# Espresso practice / tasting



## Cafemina (Mar 16, 2019)

Hi all,

I am a total beginner. I'd like to ask how do you practice making coffee without over dosing on caffeine?










I find it much easier to have many shots of whisky than having many shots of espresso . How do you do it?


----------



## Deeez Nuuutz (Apr 15, 2018)

Hi,

Take very small sips or spit it out.

Professional cuppers spit it out and rinse with water.


----------



## MWJB (Feb 28, 2012)

Don't drink many shots, keep it to a few, don't get into a frenzy as you'll just waste coffee & get frustrated.

Note down your dose, weight of coffee in the cup (on the drip tray - maybe start aiming for 1:3 to 1:4 if not making big milk drinks) and grind setting. Note shot time - if it's well under 20s, then maybe have a tentative sip, but it's unlikely to be great. Definitely have a rough score on how much you liked it, doesn't need to be complicated, just 'nasty, OK, nice' to start with, if a particular thing stands out, like 'weak', or 'sour' too?

Be sure to taste the last sips of a shot too, as the top can taste quite different to the bottom.

Have a pause between sessions, rationalise what has happened.

If most/all your shots are weak, run very fast, sour, grind finer, still weak?
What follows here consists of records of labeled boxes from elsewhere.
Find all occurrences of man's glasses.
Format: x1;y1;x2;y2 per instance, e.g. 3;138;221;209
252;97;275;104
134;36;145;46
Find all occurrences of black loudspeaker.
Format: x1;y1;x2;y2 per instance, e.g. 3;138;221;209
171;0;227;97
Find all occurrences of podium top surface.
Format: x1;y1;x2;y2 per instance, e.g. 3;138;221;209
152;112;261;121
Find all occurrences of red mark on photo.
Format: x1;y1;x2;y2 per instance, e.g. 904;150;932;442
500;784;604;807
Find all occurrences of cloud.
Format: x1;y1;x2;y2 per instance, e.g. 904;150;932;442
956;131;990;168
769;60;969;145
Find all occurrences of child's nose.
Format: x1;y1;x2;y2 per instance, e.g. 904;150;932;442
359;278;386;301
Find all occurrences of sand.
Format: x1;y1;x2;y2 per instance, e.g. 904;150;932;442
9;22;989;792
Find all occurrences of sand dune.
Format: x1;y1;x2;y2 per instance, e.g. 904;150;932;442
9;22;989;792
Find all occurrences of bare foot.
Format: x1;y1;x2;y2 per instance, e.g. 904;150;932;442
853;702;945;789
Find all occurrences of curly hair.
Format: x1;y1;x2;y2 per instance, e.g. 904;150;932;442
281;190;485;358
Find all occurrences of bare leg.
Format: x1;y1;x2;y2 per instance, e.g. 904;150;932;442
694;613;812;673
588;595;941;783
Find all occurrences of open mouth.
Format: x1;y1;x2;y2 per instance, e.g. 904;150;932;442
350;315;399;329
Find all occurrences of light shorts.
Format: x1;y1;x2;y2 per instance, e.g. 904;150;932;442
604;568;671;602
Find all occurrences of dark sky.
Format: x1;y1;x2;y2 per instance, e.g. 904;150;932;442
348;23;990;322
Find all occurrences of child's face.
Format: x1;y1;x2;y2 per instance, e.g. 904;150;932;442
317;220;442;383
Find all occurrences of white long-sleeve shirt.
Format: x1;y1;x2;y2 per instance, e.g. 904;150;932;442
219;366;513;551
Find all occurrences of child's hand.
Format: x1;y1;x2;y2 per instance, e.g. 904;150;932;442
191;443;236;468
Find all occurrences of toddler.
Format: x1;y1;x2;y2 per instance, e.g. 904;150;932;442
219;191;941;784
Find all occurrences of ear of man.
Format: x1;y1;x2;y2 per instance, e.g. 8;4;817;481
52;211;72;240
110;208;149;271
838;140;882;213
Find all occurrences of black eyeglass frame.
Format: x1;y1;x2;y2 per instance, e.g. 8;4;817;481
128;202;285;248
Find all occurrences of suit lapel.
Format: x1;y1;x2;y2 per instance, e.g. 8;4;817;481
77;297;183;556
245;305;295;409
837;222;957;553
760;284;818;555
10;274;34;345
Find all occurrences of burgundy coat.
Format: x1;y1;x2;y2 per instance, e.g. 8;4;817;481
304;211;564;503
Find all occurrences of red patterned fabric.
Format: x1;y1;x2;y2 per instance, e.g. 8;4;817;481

Go 1:2.5?

Don't steer shots by tamping hard/soft, use grind setting.

Don't grind straight into the portafilter, grind into a cup/jug & give it a shake & transfer to portafilter, making sure you have the dose you want (keep to +/-0.1g)

If most/all your shots are sour/so intense you can't really identify anything, grind coarser & maybe stay at the longer side of brew ratio.

If you get to the end of the bag and you have enjoyed nothing, ask for help (with as much info as you can give, shot by shot.).


----------



## Cafemina (Mar 16, 2019)

Thanks for all the tips!


----------